I’ve mentioned before that in addition to being editor in chief to POWERGRID International, I also hold that title on Electric Light & Power, an industry publication that has been around for more than 95 years. We have a library here in the corporate office that includes every print issue of Electric Light & Power going back to the first issue of 1922. From time to time, someone will request a copy of an article or advertisement from one of those old issues. I’m always interested and entertained when I look through them.

I recently looked through some of the issues that were published in 1946 through 1948. This was a time when much of the U.S., especially in rural areas, was being electrified and many new appliances and machines were being introduced that made life easier for those who were fortunate enough to have electricity in their homes.

Much of the content in these issues focused on modern technologies and equipment that made infrastructure installation easier and safer, improved power plant construction and performance, made the electric gird safer and more reliable and improved the working conditions of employees in the field. A portion of it, however, touted the benefits of modern technologies and equipment fueled by electricity.

Many feature articles and advertisements introduced new electric irons, refrigerators, washing machines and other appliances and machines that made life easier for “housewives” and home owners. In 1946, one issue of the magazine focused almost solely on streetlights and the role they would play in cities of the future. Even earlier, in the 1920s, utilities sold electric lighting, not electricity, and as late as in the 1950s and 1960s, utilities set up showrooms to feature new all-electric kitchen appliances.
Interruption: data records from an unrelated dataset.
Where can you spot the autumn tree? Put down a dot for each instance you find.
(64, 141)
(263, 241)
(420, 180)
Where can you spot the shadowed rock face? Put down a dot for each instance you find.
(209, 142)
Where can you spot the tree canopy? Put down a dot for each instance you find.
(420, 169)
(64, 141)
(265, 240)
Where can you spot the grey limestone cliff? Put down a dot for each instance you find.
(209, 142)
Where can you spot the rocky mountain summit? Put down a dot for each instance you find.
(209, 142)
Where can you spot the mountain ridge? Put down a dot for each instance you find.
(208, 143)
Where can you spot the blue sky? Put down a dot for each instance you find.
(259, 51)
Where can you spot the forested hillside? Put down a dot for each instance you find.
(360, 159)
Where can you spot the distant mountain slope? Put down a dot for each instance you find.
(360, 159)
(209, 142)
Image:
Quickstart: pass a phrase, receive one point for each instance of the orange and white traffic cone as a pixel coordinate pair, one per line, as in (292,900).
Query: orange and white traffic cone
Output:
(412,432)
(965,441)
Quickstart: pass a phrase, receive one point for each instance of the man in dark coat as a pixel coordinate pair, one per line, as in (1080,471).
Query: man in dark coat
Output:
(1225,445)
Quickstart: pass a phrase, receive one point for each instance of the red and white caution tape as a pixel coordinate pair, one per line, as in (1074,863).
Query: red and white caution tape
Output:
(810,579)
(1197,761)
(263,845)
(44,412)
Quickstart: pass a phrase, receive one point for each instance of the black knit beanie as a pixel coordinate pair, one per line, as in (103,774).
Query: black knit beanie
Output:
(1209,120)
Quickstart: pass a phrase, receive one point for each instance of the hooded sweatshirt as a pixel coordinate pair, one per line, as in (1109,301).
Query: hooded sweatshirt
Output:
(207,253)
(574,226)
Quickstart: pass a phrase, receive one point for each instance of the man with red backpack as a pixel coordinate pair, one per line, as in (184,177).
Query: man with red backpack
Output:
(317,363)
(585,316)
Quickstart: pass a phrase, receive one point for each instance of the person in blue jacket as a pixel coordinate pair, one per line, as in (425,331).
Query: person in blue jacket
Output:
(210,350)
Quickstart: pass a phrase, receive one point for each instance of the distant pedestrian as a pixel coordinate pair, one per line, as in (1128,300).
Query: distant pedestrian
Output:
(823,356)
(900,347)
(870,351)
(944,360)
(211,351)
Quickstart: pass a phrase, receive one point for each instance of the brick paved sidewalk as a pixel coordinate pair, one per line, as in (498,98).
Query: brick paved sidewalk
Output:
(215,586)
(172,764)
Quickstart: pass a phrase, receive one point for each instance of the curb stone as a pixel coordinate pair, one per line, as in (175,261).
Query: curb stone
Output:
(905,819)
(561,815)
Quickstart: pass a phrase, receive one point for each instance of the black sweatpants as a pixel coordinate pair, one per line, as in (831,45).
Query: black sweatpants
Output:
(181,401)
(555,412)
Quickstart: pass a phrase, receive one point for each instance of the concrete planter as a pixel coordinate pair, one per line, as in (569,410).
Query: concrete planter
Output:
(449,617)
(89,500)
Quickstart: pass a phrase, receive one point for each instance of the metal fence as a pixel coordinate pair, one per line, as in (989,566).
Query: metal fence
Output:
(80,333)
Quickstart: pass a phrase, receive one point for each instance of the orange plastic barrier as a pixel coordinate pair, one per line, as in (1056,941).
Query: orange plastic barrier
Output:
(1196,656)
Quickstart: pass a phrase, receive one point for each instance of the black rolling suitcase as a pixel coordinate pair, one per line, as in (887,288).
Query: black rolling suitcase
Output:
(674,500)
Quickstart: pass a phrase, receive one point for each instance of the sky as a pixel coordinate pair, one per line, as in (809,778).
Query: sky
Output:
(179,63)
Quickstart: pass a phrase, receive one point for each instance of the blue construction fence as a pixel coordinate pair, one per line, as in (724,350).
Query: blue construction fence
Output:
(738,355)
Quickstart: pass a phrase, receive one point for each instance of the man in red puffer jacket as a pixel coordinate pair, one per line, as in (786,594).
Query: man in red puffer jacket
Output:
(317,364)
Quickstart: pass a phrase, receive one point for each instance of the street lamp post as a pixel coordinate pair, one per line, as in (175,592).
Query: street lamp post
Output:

Such appliances and equipment are commonplace now and it’s hard for most of us to imagine a world without them. In the early to mid-20th century, however, they were new, unimagined technologies and electricity providers were promoting them to their customers. During this time, utilities weren’t promoting kilowatt hours, they were selling convenience and modern technologies that improved customers’ lives.

When did they stop doing this? Why did they stop? For the last several decades, utility customers have bought modern conveniences and technologies powered by electricity from other companies. Electric utilities have been OK with it. But, it’s time for them to dig out their old playbook and take a refresher course on offering customers the modern conveniences made possible by electricity.

On page 18, you’ll see an article by Mike Kaplan of Ecova titled “The Next Nest.” In it he talks about doing just that. On page 31, Tom Rooney and Bill Moran of TRC Companies explain how microgrids are a mega-opportunity for electric utilities.

You might think approaching customers and offering them modern technologies and mega-opportunities is a new concept for utilities. But, I can promise you it isn’t.